Build resilient systems at scale
May 27–29, 2015 • Santa Clara, CA

Scaling ingest pipelines with high performance computing principles

Rajiv Kurian (SignalFx)
5:05pm–5:45pm Friday, 05/29/2015
Location: Mission City M1-2
Average rating: *****
(5.00, 2 ratings)
Slides:   1-PDF    external link

Prerequisite Knowledge

A very basic understanding of how modern hardware works, e.g. for cache hierarchy. Familiarity with basic data structures like hash maps and arrays. All prerequisites will be covered, though, so it mostly requires an interest in making software go fast.

Description

At SignalFx, we deal with high-volume high-resolution data from our users. This requires a high performance ingest pipeline. Over time we’ve found that we needed to adapt architectural principles from specialized fields such as HPC to get beyond performance plateaus encountered with more generic approaches. Some key examples include:

  • Write very simple single threaded code, instead of complex algorithms
  • Parallelize by running multiple copies of simple single threaded code, instead of using concurrent algorithms
  • Separate the data plane from the control plane, instead of slowing data for control
  • Write compact, array-based data structures with minimal indirection, instead of pointer-based data structures and uncontrolled allocation

This presentation will provide examples of putting these principles into practice and the before/after results we’ve experienced in the performance of our own services.

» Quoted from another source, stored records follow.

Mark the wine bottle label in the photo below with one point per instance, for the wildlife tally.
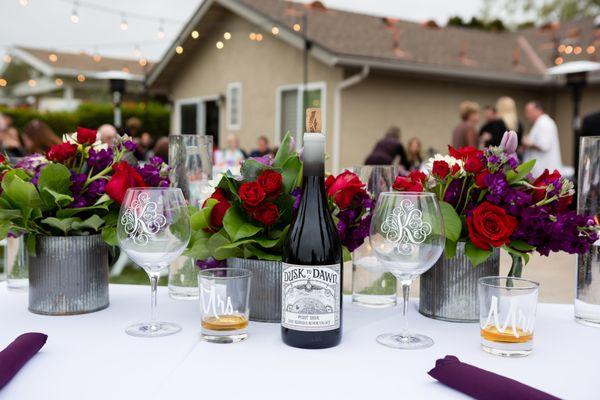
(310, 297)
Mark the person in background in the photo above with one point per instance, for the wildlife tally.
(161, 148)
(107, 133)
(231, 156)
(541, 144)
(465, 133)
(262, 147)
(387, 149)
(38, 137)
(413, 154)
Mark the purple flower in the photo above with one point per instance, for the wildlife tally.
(100, 159)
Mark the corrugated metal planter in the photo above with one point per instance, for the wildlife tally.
(448, 291)
(68, 275)
(265, 293)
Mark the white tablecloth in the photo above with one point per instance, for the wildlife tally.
(90, 356)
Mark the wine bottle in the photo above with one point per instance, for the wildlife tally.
(311, 311)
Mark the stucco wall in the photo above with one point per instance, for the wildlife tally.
(261, 67)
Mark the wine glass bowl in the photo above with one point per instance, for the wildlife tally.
(153, 229)
(407, 236)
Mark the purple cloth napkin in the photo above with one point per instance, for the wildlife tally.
(481, 384)
(16, 354)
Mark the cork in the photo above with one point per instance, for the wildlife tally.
(313, 120)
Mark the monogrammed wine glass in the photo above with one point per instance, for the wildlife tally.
(407, 236)
(153, 230)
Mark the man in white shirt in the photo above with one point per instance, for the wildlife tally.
(542, 142)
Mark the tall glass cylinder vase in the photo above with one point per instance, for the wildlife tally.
(16, 264)
(371, 286)
(587, 296)
(190, 161)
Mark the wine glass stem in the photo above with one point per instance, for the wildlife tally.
(154, 298)
(404, 333)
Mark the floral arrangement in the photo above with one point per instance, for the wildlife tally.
(249, 216)
(489, 200)
(75, 189)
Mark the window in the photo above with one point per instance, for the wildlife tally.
(292, 102)
(234, 106)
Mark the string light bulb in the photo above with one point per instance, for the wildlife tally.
(74, 13)
(124, 25)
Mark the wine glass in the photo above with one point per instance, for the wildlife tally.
(153, 230)
(407, 236)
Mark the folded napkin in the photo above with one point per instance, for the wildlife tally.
(481, 384)
(16, 354)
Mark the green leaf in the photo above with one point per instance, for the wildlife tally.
(201, 218)
(236, 225)
(452, 222)
(23, 194)
(291, 170)
(62, 224)
(54, 198)
(475, 254)
(94, 223)
(109, 235)
(283, 153)
(450, 248)
(521, 172)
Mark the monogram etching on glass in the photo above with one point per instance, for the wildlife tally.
(141, 220)
(405, 227)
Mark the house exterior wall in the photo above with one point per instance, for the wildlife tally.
(260, 67)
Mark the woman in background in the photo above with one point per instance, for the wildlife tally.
(413, 154)
(38, 137)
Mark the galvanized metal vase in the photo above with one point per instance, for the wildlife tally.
(448, 291)
(68, 275)
(265, 292)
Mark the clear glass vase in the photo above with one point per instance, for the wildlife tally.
(16, 264)
(371, 287)
(587, 296)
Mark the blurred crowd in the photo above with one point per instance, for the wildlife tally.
(38, 137)
(540, 143)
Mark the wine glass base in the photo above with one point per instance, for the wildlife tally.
(156, 329)
(411, 342)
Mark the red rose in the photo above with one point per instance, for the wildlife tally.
(123, 178)
(251, 194)
(441, 169)
(480, 179)
(218, 212)
(267, 213)
(344, 188)
(271, 182)
(406, 184)
(464, 152)
(418, 176)
(490, 226)
(455, 169)
(86, 136)
(473, 164)
(542, 182)
(61, 152)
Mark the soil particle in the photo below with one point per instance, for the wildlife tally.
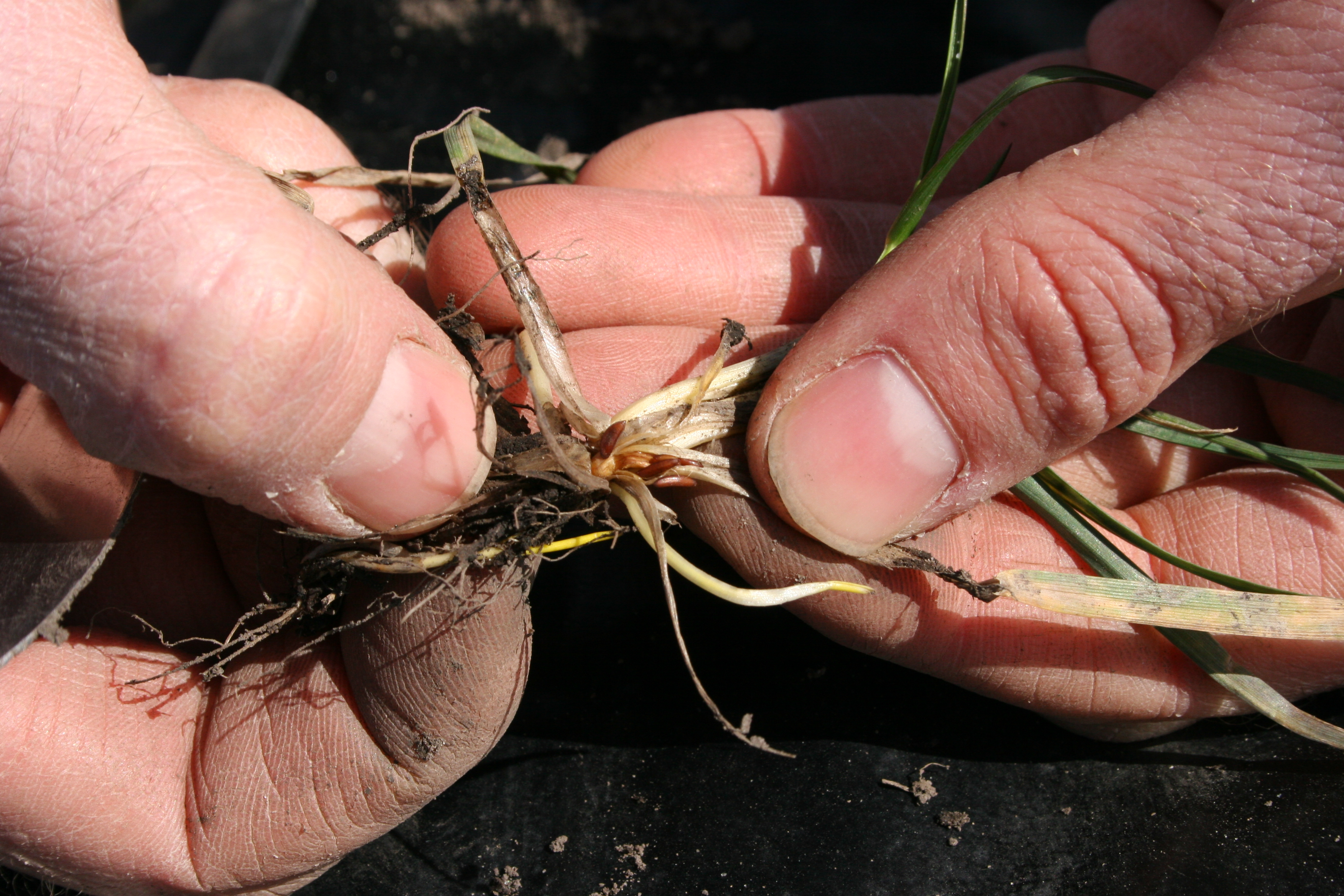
(920, 788)
(507, 883)
(954, 820)
(425, 746)
(635, 852)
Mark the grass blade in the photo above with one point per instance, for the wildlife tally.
(1216, 610)
(1199, 647)
(951, 74)
(1170, 428)
(1152, 428)
(1279, 370)
(1078, 502)
(924, 193)
(494, 142)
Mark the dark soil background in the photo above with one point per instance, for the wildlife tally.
(611, 748)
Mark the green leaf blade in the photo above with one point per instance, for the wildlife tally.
(924, 191)
(951, 74)
(1201, 647)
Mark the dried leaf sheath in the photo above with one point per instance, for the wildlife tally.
(1246, 613)
(527, 296)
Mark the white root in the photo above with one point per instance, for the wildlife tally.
(720, 589)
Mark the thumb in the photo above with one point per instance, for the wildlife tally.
(1057, 303)
(189, 320)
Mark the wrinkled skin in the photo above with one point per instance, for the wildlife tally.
(1037, 313)
(260, 781)
(257, 782)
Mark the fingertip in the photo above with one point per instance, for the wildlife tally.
(713, 154)
(414, 455)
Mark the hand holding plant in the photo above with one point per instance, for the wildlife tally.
(1006, 335)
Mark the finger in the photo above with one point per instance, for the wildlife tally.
(628, 259)
(870, 148)
(173, 785)
(1065, 667)
(1307, 420)
(855, 148)
(261, 125)
(1120, 469)
(193, 323)
(1051, 305)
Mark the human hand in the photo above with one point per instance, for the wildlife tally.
(1008, 334)
(190, 321)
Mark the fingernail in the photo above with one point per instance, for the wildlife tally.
(414, 453)
(861, 455)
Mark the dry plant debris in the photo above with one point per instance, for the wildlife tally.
(954, 820)
(558, 464)
(507, 883)
(920, 788)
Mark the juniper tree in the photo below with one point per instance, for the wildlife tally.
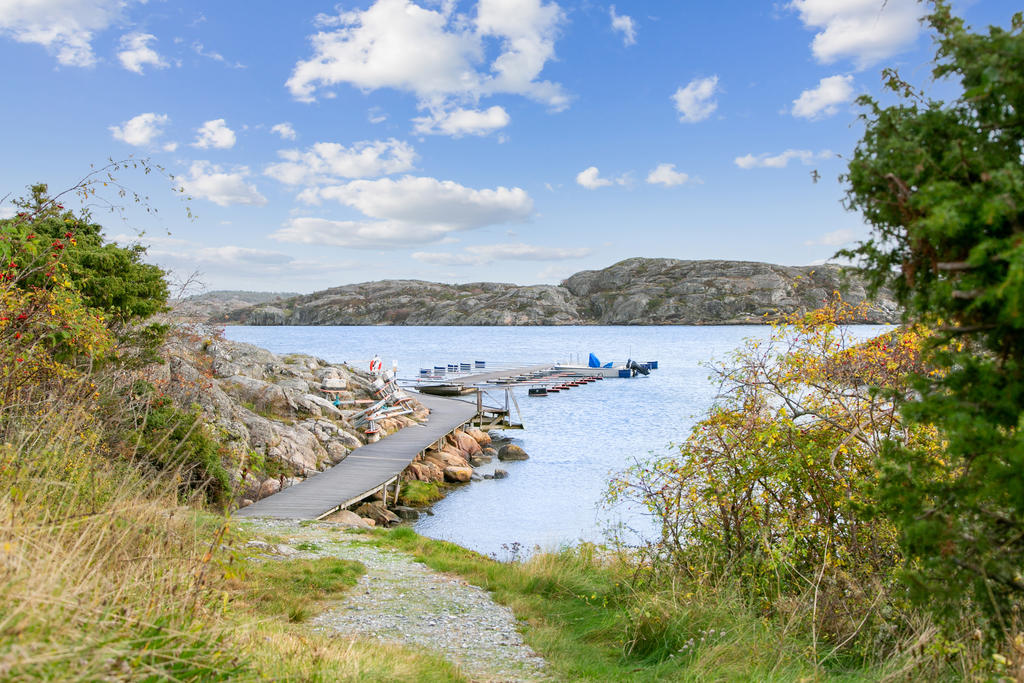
(942, 186)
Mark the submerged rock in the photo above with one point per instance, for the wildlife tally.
(511, 452)
(458, 474)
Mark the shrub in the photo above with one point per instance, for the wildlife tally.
(775, 482)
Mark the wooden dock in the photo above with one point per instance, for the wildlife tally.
(367, 470)
(497, 376)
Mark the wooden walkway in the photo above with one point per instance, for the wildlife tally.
(367, 470)
(482, 378)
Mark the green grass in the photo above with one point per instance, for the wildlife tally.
(592, 620)
(292, 589)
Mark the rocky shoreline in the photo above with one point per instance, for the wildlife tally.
(275, 429)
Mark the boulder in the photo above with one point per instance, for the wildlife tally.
(467, 443)
(480, 436)
(511, 452)
(431, 471)
(348, 518)
(268, 487)
(380, 514)
(265, 396)
(457, 474)
(336, 451)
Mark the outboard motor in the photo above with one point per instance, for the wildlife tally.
(637, 368)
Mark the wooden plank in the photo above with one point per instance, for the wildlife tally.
(366, 470)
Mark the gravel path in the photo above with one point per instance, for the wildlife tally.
(401, 600)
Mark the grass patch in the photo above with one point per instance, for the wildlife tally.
(420, 494)
(591, 617)
(291, 589)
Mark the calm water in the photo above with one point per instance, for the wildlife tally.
(574, 438)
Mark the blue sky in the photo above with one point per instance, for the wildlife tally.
(511, 140)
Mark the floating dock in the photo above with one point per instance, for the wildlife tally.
(377, 467)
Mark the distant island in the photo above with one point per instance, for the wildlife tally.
(637, 291)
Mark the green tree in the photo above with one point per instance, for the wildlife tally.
(112, 279)
(942, 185)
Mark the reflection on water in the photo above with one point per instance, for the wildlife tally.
(573, 438)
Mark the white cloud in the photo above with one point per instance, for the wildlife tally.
(211, 182)
(824, 99)
(781, 160)
(141, 130)
(555, 273)
(591, 178)
(865, 31)
(329, 162)
(695, 101)
(459, 122)
(834, 239)
(284, 129)
(201, 50)
(407, 211)
(624, 24)
(436, 54)
(483, 254)
(666, 174)
(215, 134)
(135, 52)
(65, 28)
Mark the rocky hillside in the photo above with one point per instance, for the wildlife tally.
(637, 291)
(215, 306)
(266, 412)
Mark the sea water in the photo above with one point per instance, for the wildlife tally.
(576, 439)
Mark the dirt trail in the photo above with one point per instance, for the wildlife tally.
(401, 600)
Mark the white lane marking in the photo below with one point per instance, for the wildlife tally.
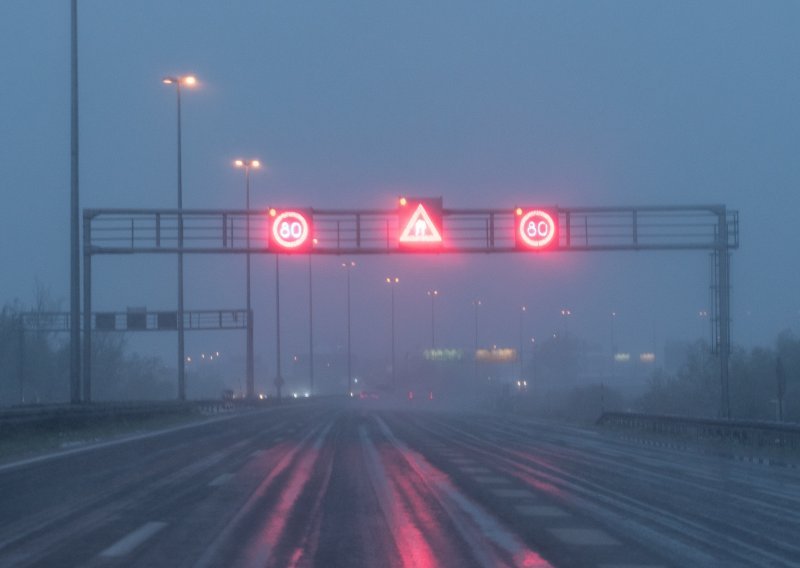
(491, 480)
(221, 480)
(117, 442)
(513, 493)
(475, 523)
(127, 543)
(630, 566)
(541, 511)
(584, 537)
(475, 469)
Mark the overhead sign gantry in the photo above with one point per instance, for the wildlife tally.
(423, 225)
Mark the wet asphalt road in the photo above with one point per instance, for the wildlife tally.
(356, 483)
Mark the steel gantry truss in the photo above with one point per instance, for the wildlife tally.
(377, 231)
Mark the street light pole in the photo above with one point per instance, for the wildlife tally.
(521, 334)
(347, 266)
(392, 281)
(310, 330)
(74, 254)
(247, 164)
(278, 376)
(433, 294)
(476, 303)
(188, 80)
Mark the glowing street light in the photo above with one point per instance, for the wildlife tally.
(392, 281)
(189, 81)
(247, 164)
(433, 295)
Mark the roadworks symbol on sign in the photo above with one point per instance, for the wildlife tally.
(420, 228)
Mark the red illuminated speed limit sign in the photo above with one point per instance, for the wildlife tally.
(291, 230)
(536, 229)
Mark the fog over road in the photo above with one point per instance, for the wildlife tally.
(362, 483)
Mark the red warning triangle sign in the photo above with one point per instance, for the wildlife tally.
(420, 228)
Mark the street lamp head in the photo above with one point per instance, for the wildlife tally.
(188, 80)
(240, 163)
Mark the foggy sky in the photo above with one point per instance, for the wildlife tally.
(351, 104)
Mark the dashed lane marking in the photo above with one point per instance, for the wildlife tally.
(221, 480)
(541, 511)
(584, 537)
(513, 493)
(630, 566)
(126, 544)
(475, 469)
(491, 480)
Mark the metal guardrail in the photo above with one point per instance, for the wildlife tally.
(753, 434)
(61, 415)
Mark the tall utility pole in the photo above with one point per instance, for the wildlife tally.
(433, 294)
(476, 303)
(392, 282)
(74, 233)
(247, 164)
(310, 330)
(521, 344)
(348, 266)
(278, 377)
(188, 80)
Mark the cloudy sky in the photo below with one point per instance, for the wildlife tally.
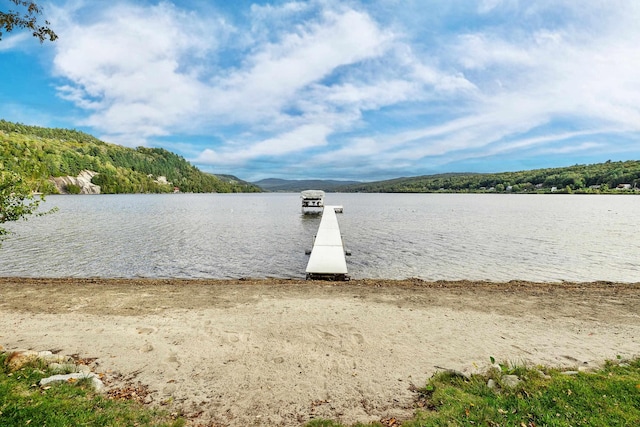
(338, 89)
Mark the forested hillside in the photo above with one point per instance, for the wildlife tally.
(38, 154)
(597, 178)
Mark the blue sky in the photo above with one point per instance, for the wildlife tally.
(339, 89)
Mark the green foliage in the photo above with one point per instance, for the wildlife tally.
(544, 397)
(37, 154)
(22, 403)
(608, 397)
(26, 18)
(16, 200)
(581, 179)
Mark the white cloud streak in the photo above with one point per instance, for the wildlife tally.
(327, 80)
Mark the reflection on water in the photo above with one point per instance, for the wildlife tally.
(430, 236)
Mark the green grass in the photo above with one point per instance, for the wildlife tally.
(23, 402)
(545, 397)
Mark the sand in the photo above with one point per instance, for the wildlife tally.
(281, 352)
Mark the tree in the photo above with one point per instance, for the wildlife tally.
(16, 200)
(26, 19)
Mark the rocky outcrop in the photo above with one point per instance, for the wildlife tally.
(82, 181)
(64, 367)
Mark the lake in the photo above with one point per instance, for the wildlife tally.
(495, 237)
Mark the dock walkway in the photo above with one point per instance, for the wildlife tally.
(327, 259)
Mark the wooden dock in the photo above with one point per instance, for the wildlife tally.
(327, 260)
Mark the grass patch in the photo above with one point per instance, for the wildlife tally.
(23, 402)
(543, 397)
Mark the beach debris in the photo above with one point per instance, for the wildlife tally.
(97, 384)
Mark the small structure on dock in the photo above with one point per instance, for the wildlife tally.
(327, 260)
(312, 201)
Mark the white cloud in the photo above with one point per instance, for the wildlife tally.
(330, 79)
(297, 140)
(129, 68)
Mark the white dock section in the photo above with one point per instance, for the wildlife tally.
(327, 260)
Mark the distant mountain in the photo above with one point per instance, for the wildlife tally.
(286, 185)
(68, 161)
(608, 177)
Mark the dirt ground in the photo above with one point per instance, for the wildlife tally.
(282, 352)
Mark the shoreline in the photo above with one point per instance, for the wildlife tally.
(240, 352)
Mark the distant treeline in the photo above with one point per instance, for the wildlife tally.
(608, 177)
(38, 153)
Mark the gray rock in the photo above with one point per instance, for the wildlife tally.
(63, 368)
(95, 381)
(83, 180)
(510, 381)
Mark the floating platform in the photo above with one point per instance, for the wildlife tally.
(312, 201)
(327, 260)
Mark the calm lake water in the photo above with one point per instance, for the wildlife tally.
(393, 236)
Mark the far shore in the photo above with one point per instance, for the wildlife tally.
(270, 352)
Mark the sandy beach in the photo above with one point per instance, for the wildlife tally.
(281, 352)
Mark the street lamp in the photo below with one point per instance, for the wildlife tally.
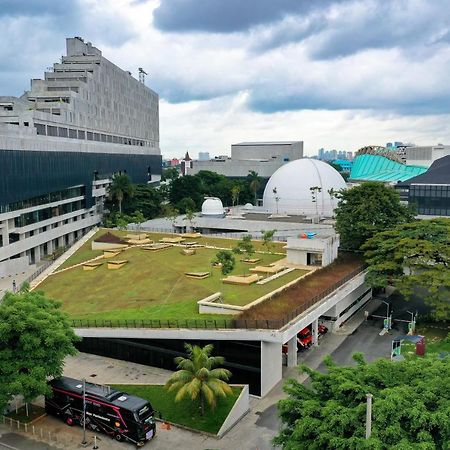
(387, 315)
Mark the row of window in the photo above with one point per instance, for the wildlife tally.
(43, 199)
(50, 130)
(47, 213)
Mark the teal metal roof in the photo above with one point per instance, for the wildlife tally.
(378, 168)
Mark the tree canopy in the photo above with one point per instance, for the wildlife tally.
(121, 188)
(199, 376)
(415, 257)
(365, 210)
(411, 404)
(35, 337)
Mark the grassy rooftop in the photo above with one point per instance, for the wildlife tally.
(153, 285)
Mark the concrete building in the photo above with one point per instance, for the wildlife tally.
(423, 156)
(429, 193)
(311, 251)
(60, 144)
(262, 157)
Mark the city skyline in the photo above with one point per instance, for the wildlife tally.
(345, 75)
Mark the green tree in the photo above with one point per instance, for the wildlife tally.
(169, 174)
(267, 237)
(415, 258)
(199, 377)
(411, 401)
(245, 246)
(226, 259)
(146, 199)
(365, 210)
(120, 188)
(170, 212)
(190, 216)
(186, 204)
(235, 191)
(254, 184)
(138, 219)
(35, 337)
(186, 187)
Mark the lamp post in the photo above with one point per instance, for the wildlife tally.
(84, 443)
(387, 315)
(369, 416)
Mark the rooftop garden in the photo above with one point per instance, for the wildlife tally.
(153, 285)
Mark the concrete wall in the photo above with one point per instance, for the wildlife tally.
(260, 150)
(271, 366)
(239, 410)
(14, 266)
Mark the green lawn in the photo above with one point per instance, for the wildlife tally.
(85, 252)
(186, 412)
(151, 286)
(437, 341)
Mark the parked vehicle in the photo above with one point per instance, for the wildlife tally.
(123, 417)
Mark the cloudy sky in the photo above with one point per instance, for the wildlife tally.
(333, 73)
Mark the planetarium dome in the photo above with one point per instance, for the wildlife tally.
(302, 187)
(212, 207)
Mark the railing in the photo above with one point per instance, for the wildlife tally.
(236, 235)
(218, 324)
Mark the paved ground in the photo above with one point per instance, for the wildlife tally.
(254, 432)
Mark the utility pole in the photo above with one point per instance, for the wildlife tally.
(369, 416)
(84, 443)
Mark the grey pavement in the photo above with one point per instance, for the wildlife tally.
(254, 431)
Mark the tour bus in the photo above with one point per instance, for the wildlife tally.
(122, 416)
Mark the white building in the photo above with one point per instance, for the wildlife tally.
(303, 187)
(61, 142)
(262, 157)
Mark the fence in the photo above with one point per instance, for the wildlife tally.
(236, 235)
(209, 324)
(35, 274)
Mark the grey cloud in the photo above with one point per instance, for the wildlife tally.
(228, 16)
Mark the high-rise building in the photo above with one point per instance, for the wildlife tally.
(61, 143)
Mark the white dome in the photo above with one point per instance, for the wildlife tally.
(291, 185)
(212, 207)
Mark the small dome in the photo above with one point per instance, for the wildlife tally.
(212, 207)
(302, 187)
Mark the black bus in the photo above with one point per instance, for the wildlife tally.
(122, 416)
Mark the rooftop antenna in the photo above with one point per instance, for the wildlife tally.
(142, 74)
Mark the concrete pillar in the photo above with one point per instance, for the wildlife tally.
(271, 366)
(37, 254)
(292, 352)
(49, 247)
(315, 332)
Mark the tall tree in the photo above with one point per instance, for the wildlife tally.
(120, 188)
(226, 260)
(254, 183)
(199, 377)
(35, 337)
(415, 258)
(411, 401)
(245, 246)
(365, 210)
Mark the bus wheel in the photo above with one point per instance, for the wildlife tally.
(69, 421)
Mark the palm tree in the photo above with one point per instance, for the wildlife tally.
(120, 187)
(235, 191)
(255, 182)
(199, 376)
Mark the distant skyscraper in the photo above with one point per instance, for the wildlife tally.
(203, 156)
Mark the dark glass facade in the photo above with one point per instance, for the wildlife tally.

We believe these lessons will be useful to anyone building services that have to consume large amounts of data. :) Which is probably everyone.

Rajiv Kurian

SignalFx

Rajiv Kurian is a software engineer with over five years experience building high performance distributed systems like databases, networking protocols and image processing. At SignalFx, Rajiv works on improving the performance of the ingest pipeline.